Une exposition en hommage au collectionneur passionné qu’était Jean Paul Van Der Linden. Présentation des objets de sa collection.

Jean Paul Van Der Linden est né le 19 janvier 1953 à Châlons-sur-Marne. Suite au décès de son père, il est placé ainsi que ses deux frères et sa sœur dans des familles d’accueil dans le vignoble champenois. Jean-Paul est un enfant studieux et appliqué. Dès l’obtention de son BEPC, il poursuit ses études au lycée Roosevelt de Reims. Le jour de ses 17 ans, il décide de s’engager à titre provisoire dans l’armée (402 RA à Laon). Il obtient la résiliation de son contrat en septembre 1972. Il trouve très rapidement un emploi à la sucrerie de Guignicourt où il fera toute sa carrière jusqu’à la découverte de sa maladie en septembre 2007. Marié en 1973, il aura deux fils : Stéphane en 1974 et jérôme en 1976.

Sa passion pour les objets anciens lui est venue bien avant son mariage.
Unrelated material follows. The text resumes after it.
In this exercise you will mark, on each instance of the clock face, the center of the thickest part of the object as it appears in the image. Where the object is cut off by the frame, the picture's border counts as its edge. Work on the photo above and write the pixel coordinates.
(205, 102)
Il possédait déjà des lampes tempêtes, des lampes au carbure et de nombreux autres objets. Très rapidement, il se met en quête d’accroître les fragments de collection déjà constitués. Il fréquentait avec son épouse les « halles du Boulingrin » les jours de brocante et se levait avant l’aube pour aller chiner. Chiner, certes, mais aussi se documenter : il achetait beaucoup de livres et aimait connaître l’histoire des objets et de leurs possesseurs. « Une année, nous sommes rentrés d’Auvergne avec deux araires et un joug de bœuf sur le toit de la voiture, objets qu’il avait achetés à un paysan dans l’optique de les sauver. Je soupçonne que nos destinations de vacances étaient choisies en fonction de ce qu’il allait pouvoir trouver d’insolite ». Il a exposé ses outils et objets à Condé sur Suippe (cf. doc. ci-contre) et à Chaudardes. Pédagogue, il aimait éveiller la curiosité des enfants pour les objets.